Open command prompt and type: attrib -a -h -r -s c:\windows\system32

Note the spacing (no space after the minus signs)
Let me know if you see it now.

 

Now you see why I kept insisting it was there. Even without all this searching I know it has to be there because as stated before, without that folder your PC would not even boot.

Use ExploreXP to delete that file I mentioned in message # 30. Also go all the way back to message number 12 and look for those items too and delete if found. Also do what I said in message # 36 and see if the folder becomes visible in Windows Explorer.

 

Something had changed the folder attributes to be totally hidden.

What kind of programs is it that you are looking for?
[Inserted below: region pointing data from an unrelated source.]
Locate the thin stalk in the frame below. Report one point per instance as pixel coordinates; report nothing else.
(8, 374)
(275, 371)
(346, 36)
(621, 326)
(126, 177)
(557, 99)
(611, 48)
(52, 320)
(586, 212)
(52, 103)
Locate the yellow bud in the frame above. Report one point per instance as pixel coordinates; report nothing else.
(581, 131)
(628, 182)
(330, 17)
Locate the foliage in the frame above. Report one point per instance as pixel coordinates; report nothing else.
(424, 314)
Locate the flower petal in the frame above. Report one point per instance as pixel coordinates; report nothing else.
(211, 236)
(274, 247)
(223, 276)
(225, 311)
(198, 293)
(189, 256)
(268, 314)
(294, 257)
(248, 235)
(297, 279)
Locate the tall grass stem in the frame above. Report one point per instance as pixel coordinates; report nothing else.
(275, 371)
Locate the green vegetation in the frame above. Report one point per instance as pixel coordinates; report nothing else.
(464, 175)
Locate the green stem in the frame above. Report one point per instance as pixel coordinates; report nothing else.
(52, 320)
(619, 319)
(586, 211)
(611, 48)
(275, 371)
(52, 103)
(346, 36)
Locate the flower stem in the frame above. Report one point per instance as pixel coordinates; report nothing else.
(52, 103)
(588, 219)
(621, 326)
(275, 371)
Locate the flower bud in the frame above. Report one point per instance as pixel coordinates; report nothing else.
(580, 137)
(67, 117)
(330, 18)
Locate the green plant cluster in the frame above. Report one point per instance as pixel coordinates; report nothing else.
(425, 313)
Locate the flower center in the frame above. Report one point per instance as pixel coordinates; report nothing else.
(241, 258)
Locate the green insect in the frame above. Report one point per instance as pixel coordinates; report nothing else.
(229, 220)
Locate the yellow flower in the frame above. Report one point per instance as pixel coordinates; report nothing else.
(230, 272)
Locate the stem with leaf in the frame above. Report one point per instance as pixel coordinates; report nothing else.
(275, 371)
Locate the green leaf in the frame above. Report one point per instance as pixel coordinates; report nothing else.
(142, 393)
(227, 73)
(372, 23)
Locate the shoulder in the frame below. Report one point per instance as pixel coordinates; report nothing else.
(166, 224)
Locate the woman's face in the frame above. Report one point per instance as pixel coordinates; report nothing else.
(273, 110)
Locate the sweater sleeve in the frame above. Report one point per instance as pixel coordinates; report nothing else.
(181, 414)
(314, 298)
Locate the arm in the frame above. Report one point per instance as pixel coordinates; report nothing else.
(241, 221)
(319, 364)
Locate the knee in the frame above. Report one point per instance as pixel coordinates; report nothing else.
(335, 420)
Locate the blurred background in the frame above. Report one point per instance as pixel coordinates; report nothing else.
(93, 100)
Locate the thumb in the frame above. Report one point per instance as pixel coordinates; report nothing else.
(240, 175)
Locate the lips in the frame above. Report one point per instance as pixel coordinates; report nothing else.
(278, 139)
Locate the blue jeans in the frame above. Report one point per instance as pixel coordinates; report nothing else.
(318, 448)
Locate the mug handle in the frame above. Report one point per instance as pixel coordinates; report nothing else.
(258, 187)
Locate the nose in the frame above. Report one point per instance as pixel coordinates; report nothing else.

Post a current HJT log! How are things running?

You're welcome! No I do not do this for a living? But I should! There is no shortage of work.

Yeah! But that's just a TV show!

 

Your clean! Now go to the below link and complete all steps. The first steps is to get your Microsoft Updates:

How to Protect yourself from malware!

 

You're welcome.
P2P sites are notorious spreaders of malware problems so it's possible.

 

This is an issue for the Software Forum. But answer these:

1) Is your copy of WinXP legitimate and own by you? Was it activated with Microsoft?
2) Did you go thru the Windows Genuine Validation phase on the download site? With out getting this validation you cannot download. Exactly how far did you get?

 

Correct and also no other downloads/updates from Microsoft Update either. Like Windows Media Player, DirectX, Internet Explorer etc.